We thank the referee for the very thorough analysis and for the detailed suggestions that helped to improve the analysis and the paper overall. In the following, we provide the original comment by the referee, followed by our response.
The major changes in the manuscript have been marked in red boldface. We note that the reorganization of Section 4 (Major Issue I) is not marked. There has also been a mild amount of reordering of tables and figures as a result. We have added a single figure (Figure 11) that shows the fraction of correctable galaxies distributed over the sample, and a short amount of explanatory text in Sections 4.2 and 8.
I spent an inordinate amount of time trying to piece together the analysis of Section 4 before discovering that important information was given later (in Section 4.2) rather than earlier (in Section 4.1).
I believe that Section 4.2 should come first: present the FERENGI sample, and discuss the scheme used to select those data that are to be analyzed to determine the debiasing correction.
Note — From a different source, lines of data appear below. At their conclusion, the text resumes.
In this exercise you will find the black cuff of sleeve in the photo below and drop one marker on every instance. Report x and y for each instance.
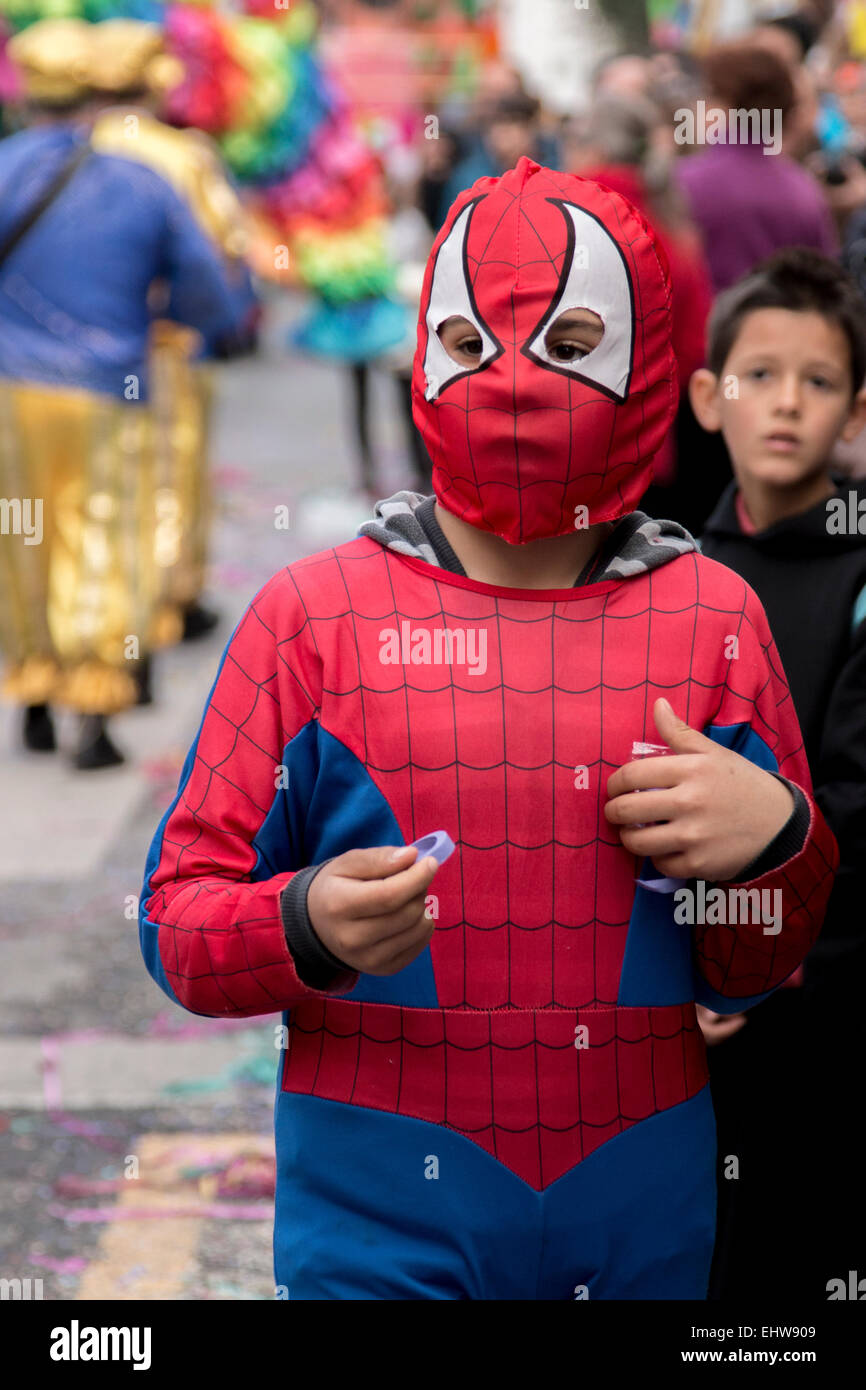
(786, 844)
(316, 966)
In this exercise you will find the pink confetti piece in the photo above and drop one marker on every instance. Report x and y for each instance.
(72, 1265)
(72, 1184)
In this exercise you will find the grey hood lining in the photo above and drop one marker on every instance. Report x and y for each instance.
(637, 544)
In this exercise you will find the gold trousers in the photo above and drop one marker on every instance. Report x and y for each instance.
(181, 398)
(78, 594)
(104, 514)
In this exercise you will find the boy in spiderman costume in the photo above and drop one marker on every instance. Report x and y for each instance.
(498, 1089)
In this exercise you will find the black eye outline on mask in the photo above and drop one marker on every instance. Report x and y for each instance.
(456, 241)
(551, 314)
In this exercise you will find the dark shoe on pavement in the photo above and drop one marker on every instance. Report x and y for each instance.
(198, 620)
(39, 729)
(142, 680)
(95, 748)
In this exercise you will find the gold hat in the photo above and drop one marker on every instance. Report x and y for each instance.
(53, 59)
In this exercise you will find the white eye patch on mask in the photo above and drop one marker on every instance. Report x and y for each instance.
(595, 277)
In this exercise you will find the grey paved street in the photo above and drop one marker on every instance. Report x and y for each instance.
(135, 1140)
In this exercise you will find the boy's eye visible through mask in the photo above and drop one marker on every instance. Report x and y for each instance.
(574, 334)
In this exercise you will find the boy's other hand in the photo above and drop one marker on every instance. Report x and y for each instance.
(717, 809)
(716, 1027)
(367, 906)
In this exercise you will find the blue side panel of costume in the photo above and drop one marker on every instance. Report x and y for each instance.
(401, 1208)
(658, 962)
(149, 931)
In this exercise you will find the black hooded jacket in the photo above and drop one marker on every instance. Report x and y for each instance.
(812, 583)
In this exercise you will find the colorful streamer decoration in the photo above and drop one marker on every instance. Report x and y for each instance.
(313, 185)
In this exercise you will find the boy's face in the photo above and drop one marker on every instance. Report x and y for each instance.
(784, 396)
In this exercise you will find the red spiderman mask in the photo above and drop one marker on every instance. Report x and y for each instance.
(524, 444)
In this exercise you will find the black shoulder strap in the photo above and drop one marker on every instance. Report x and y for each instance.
(43, 202)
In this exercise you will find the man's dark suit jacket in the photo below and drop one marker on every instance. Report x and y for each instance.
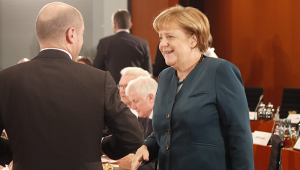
(54, 111)
(122, 50)
(206, 124)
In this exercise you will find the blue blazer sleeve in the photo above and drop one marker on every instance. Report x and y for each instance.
(233, 107)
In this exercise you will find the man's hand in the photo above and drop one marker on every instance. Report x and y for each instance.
(126, 161)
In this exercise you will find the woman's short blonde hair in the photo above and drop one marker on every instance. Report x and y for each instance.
(190, 19)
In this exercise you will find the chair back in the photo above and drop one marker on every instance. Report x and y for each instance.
(290, 101)
(253, 94)
(275, 158)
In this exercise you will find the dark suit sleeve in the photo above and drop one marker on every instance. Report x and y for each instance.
(152, 146)
(148, 63)
(99, 61)
(232, 103)
(127, 132)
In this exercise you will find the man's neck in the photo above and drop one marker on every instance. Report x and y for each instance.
(59, 50)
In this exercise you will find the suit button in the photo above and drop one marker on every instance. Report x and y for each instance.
(168, 115)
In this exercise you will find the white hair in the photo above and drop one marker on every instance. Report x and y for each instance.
(143, 86)
(134, 71)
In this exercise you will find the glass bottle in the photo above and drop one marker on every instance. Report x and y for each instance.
(276, 127)
(281, 128)
(269, 112)
(276, 115)
(298, 131)
(260, 111)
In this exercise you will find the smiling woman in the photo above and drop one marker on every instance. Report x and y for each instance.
(195, 113)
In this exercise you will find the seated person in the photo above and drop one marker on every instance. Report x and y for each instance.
(84, 60)
(128, 74)
(141, 92)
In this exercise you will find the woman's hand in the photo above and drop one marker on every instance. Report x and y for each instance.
(141, 154)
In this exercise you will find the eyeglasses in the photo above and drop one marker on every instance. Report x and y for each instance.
(121, 86)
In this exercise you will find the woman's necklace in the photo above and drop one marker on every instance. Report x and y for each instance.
(180, 82)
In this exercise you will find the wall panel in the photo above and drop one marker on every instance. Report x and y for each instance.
(143, 14)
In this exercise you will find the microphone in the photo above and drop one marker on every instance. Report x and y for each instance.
(259, 101)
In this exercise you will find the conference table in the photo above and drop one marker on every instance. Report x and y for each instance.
(290, 158)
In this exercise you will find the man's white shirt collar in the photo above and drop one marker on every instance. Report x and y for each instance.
(59, 50)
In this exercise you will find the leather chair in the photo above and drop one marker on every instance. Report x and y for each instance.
(290, 101)
(275, 158)
(253, 94)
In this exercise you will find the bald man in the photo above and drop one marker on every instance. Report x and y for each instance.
(53, 113)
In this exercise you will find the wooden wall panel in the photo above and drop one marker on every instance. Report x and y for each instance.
(261, 38)
(143, 14)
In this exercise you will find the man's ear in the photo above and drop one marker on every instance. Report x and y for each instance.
(70, 35)
(151, 97)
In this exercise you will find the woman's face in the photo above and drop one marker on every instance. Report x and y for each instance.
(176, 45)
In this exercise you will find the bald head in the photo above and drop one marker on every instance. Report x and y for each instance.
(55, 19)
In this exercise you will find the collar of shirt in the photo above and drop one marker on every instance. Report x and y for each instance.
(59, 50)
(124, 30)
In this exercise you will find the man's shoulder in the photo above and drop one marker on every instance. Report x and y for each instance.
(108, 38)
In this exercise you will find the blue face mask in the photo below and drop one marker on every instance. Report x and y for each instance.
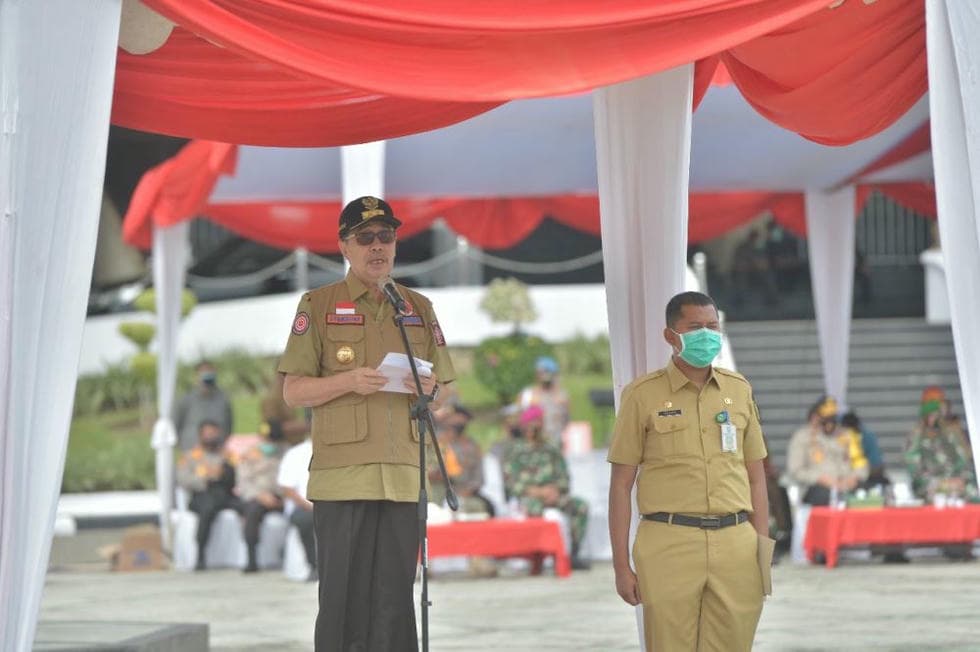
(268, 449)
(699, 348)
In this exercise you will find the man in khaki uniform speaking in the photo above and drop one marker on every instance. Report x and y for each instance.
(364, 474)
(702, 551)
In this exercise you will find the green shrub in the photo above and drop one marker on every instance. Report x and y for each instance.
(505, 365)
(582, 356)
(147, 300)
(139, 333)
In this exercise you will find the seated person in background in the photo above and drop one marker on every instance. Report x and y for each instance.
(936, 454)
(822, 459)
(547, 393)
(294, 475)
(536, 474)
(870, 449)
(205, 472)
(780, 513)
(257, 488)
(463, 459)
(510, 433)
(279, 421)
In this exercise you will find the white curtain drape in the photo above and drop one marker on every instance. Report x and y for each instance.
(643, 152)
(362, 170)
(57, 61)
(953, 48)
(830, 236)
(170, 253)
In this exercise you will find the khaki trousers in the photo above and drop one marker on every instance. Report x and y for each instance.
(701, 589)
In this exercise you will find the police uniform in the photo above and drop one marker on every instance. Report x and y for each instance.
(364, 476)
(701, 586)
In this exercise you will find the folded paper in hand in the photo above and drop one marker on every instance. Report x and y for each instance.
(396, 370)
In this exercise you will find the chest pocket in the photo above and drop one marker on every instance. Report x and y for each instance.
(672, 437)
(418, 336)
(344, 347)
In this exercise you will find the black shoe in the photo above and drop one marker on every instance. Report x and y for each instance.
(581, 564)
(896, 558)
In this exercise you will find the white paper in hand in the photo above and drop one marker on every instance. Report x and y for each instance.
(396, 370)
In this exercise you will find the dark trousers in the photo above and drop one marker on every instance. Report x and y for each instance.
(254, 512)
(206, 504)
(303, 520)
(367, 551)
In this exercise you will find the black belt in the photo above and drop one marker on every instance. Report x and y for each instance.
(703, 522)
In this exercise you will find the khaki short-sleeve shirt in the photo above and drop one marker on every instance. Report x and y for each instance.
(672, 431)
(364, 447)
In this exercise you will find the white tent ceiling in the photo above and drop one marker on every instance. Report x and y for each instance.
(547, 146)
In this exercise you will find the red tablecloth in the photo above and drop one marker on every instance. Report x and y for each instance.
(501, 537)
(830, 529)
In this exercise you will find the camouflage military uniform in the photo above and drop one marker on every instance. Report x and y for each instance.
(937, 455)
(464, 466)
(536, 465)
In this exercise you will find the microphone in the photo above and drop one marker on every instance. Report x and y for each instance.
(387, 287)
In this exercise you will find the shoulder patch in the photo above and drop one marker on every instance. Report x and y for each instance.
(301, 323)
(732, 374)
(437, 334)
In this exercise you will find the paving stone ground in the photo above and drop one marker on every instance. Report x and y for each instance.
(925, 605)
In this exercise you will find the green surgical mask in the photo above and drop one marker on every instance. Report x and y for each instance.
(699, 348)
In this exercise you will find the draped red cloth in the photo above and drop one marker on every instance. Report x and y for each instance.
(327, 72)
(176, 189)
(193, 89)
(480, 50)
(853, 70)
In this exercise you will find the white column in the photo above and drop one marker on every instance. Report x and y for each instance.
(954, 104)
(170, 253)
(57, 61)
(643, 153)
(362, 170)
(830, 238)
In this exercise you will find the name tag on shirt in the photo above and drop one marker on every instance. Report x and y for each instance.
(729, 438)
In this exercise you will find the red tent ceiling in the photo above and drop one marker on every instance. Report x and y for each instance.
(329, 72)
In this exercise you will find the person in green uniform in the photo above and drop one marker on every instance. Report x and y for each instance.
(536, 474)
(364, 475)
(691, 432)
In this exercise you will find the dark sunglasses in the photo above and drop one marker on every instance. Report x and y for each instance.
(366, 238)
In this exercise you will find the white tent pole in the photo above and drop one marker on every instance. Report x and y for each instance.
(954, 100)
(643, 151)
(362, 171)
(170, 250)
(57, 62)
(830, 237)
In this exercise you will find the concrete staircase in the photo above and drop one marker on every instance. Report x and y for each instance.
(891, 361)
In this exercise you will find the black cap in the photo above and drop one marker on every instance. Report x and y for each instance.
(363, 210)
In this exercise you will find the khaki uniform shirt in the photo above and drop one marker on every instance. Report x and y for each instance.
(364, 447)
(812, 454)
(668, 427)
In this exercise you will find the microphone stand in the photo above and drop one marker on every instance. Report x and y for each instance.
(423, 417)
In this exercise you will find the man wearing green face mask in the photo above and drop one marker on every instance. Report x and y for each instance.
(702, 552)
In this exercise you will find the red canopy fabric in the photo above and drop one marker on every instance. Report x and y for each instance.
(481, 50)
(329, 72)
(853, 70)
(190, 88)
(176, 189)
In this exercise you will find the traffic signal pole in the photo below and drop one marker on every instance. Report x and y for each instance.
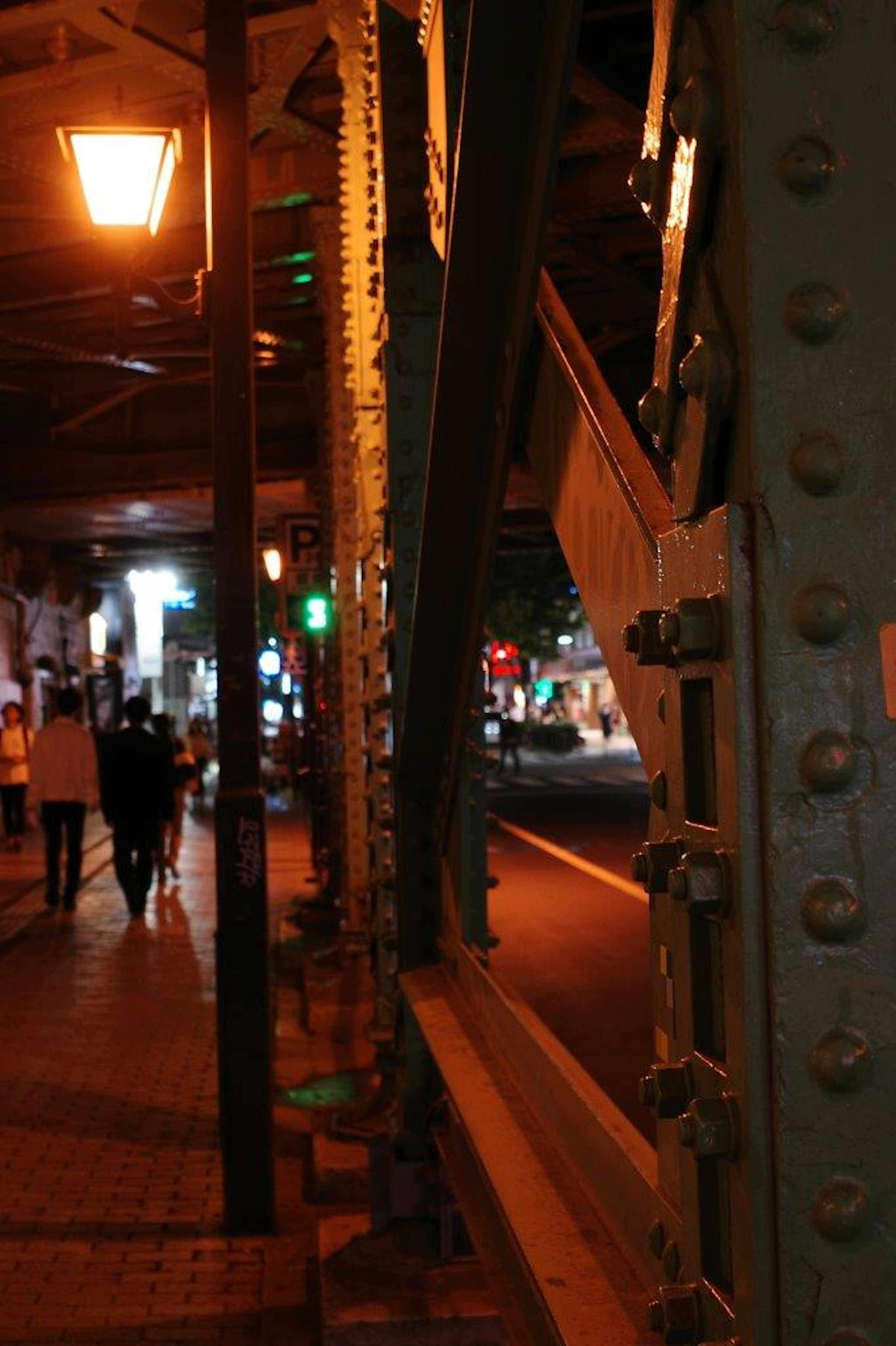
(244, 1028)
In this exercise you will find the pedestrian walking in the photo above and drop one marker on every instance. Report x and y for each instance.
(64, 785)
(15, 750)
(201, 748)
(185, 782)
(138, 797)
(511, 734)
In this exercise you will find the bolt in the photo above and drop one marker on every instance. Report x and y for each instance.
(841, 1209)
(642, 181)
(677, 884)
(815, 313)
(817, 464)
(677, 1314)
(632, 638)
(829, 762)
(808, 166)
(821, 613)
(652, 411)
(657, 1237)
(832, 912)
(692, 629)
(672, 1260)
(695, 111)
(710, 1128)
(642, 638)
(840, 1060)
(666, 1088)
(693, 369)
(701, 881)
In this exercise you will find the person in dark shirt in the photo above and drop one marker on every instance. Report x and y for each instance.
(138, 797)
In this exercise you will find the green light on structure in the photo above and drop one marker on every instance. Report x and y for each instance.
(295, 259)
(317, 613)
(295, 198)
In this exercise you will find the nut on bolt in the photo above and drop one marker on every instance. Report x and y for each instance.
(701, 880)
(692, 629)
(676, 1314)
(641, 638)
(666, 1088)
(710, 1128)
(653, 865)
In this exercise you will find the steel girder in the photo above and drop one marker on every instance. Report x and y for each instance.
(755, 661)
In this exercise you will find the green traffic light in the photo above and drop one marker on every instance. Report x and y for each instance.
(317, 613)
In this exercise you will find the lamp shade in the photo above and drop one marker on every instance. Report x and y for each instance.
(126, 173)
(272, 557)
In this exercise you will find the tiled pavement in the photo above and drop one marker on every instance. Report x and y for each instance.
(109, 1176)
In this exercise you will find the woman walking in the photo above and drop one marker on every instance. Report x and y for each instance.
(184, 766)
(15, 750)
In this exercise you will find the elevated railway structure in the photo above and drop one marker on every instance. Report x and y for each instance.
(634, 260)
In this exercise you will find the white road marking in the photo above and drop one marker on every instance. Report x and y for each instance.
(559, 853)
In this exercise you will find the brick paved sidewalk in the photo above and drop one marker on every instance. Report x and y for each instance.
(109, 1174)
(22, 873)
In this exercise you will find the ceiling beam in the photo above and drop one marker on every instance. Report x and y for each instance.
(58, 474)
(88, 266)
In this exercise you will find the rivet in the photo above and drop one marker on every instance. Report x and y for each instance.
(828, 762)
(677, 884)
(672, 1260)
(805, 23)
(806, 166)
(656, 1317)
(642, 181)
(841, 1209)
(821, 613)
(815, 313)
(632, 638)
(692, 372)
(652, 410)
(840, 1058)
(695, 111)
(832, 912)
(640, 869)
(817, 464)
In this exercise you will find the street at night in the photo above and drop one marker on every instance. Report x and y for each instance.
(572, 944)
(447, 673)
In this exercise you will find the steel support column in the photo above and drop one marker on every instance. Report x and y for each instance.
(244, 1028)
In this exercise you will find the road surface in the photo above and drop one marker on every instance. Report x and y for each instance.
(574, 945)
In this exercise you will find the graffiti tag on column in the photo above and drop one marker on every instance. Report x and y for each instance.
(248, 853)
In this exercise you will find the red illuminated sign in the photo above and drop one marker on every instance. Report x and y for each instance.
(504, 659)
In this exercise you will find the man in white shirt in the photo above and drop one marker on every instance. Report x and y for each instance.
(65, 784)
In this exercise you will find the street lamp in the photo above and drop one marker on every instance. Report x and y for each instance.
(124, 173)
(272, 557)
(126, 176)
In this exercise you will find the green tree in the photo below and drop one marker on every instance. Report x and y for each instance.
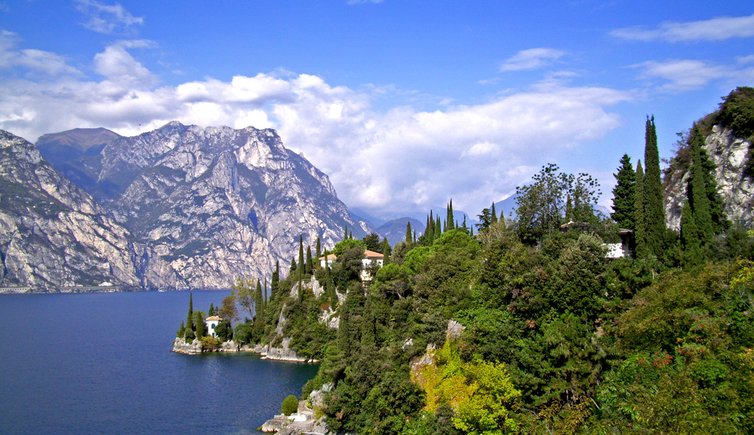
(697, 192)
(372, 242)
(640, 230)
(289, 405)
(201, 328)
(654, 208)
(450, 220)
(190, 316)
(243, 294)
(692, 249)
(624, 195)
(301, 261)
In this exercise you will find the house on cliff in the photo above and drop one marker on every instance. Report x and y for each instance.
(369, 261)
(212, 322)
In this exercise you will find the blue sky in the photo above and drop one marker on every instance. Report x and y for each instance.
(404, 104)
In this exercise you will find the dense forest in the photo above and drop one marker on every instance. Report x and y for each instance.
(523, 324)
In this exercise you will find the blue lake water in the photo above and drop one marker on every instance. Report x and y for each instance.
(101, 363)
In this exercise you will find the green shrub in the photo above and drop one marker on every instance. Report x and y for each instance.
(290, 405)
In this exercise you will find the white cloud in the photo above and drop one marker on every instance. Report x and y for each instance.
(532, 58)
(33, 60)
(684, 74)
(362, 2)
(107, 18)
(714, 29)
(383, 161)
(119, 67)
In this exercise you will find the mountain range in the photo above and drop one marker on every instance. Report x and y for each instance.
(192, 207)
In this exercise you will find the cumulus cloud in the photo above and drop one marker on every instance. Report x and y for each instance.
(386, 162)
(714, 29)
(532, 58)
(684, 74)
(107, 18)
(37, 61)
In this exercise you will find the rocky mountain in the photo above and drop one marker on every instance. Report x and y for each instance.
(395, 230)
(207, 205)
(54, 235)
(728, 137)
(76, 155)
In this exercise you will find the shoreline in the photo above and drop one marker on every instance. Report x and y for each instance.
(265, 352)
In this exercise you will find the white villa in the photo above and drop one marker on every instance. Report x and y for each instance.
(212, 322)
(370, 259)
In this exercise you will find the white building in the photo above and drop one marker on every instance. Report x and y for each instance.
(212, 322)
(370, 260)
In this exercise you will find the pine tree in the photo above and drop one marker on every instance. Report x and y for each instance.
(692, 251)
(654, 209)
(639, 222)
(697, 193)
(624, 195)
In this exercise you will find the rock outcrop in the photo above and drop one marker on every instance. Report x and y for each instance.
(207, 205)
(53, 235)
(729, 153)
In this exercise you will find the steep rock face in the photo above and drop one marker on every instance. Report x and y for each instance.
(729, 155)
(53, 235)
(208, 205)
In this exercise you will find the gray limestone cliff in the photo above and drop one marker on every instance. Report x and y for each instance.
(53, 235)
(729, 153)
(204, 205)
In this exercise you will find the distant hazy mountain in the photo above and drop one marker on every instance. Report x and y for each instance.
(206, 205)
(53, 235)
(395, 230)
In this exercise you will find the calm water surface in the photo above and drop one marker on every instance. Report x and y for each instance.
(101, 363)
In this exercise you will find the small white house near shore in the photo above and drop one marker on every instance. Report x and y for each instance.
(370, 259)
(212, 322)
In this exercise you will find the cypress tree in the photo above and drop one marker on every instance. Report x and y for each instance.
(624, 195)
(692, 252)
(301, 263)
(654, 209)
(275, 278)
(190, 317)
(259, 301)
(450, 224)
(201, 328)
(639, 226)
(386, 251)
(697, 194)
(309, 260)
(720, 222)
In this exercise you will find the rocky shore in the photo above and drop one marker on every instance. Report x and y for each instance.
(283, 353)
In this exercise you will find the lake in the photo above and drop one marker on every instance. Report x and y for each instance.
(101, 363)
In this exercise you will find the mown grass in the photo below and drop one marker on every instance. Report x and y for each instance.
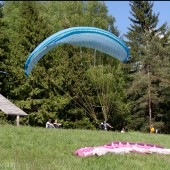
(30, 148)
Then the details of the statistical model for debiasing (currently in Section 4.1) should come next.
Section 4.3 is fine where it is placed. (However, see minor comment 10 below, which actually is not quite as minor as the other comments.)
Section 4 has been re-organized in the manner suggested by the reviewer. The authors agree this structure will be more clear to the readers.
Due to the length of Major Issue II, it is placed at the end of this response.
We used the referee's input to review and revise the fitting of the artificially-redshifted images (from FERENGI) and construction of the debiasing equation for the Hubble data, as follows:
We tested a variety of models for fitting f/f_0, including linear, quadratic, cubic, and exponential dependences on redshift; for each of these functional forms, we also tested combinations using either a constant zeta parameter or a zeta function that linearly depends on surface brightness. We compared the relative quality of fits using the Akaike information criteria (AIC); for each case, we found no significant differences in the results based on the choice of model. Full details and code for these tests can be viewed in this Python notebook:
https://github.com/willettk/gzhubble/blob/master/python/notebooks/zeta_models_compared.ipynb
Of all the models tested, we believe the best model is an exponential fit for f_features vs redshift using a linear dependence on zeta. This decision is based on the following points:
-
While the FERENGI data can be fit relatively well using any of the above models, the exponential is ideal because it is the only form whose limiting behaviour can be set to approach 0 and 1. This is a key requirement for the debiased votes so that they can be interpreted as normalized fractions. Furthermore, the results of the AIC test show that the exponential fit is either better than, or had similar support to the other models tested.
-
We choose a linear equation to represent zeta as a function of surface brightness. In terms of goodness-of-fit, the AIC test showed both models were of equal quality. While this and the small slope in zeta shows that there is no significant surface brightness dependence in the GZH data, we still opt to keep the more general, linear form. As similar debiasing methods are planned for future GZ projects with a greater quantity of calibration images (and for which there may exist stronger dependencies on surface brightness), keeping the general form for this project will allow for a closer comparison of the two iterations of the method. We have added an emphasis on this reasoning in the manuscript so as not to lead the readers to the conclusion that we are claiming a strong surface brightness depedence detection in this run.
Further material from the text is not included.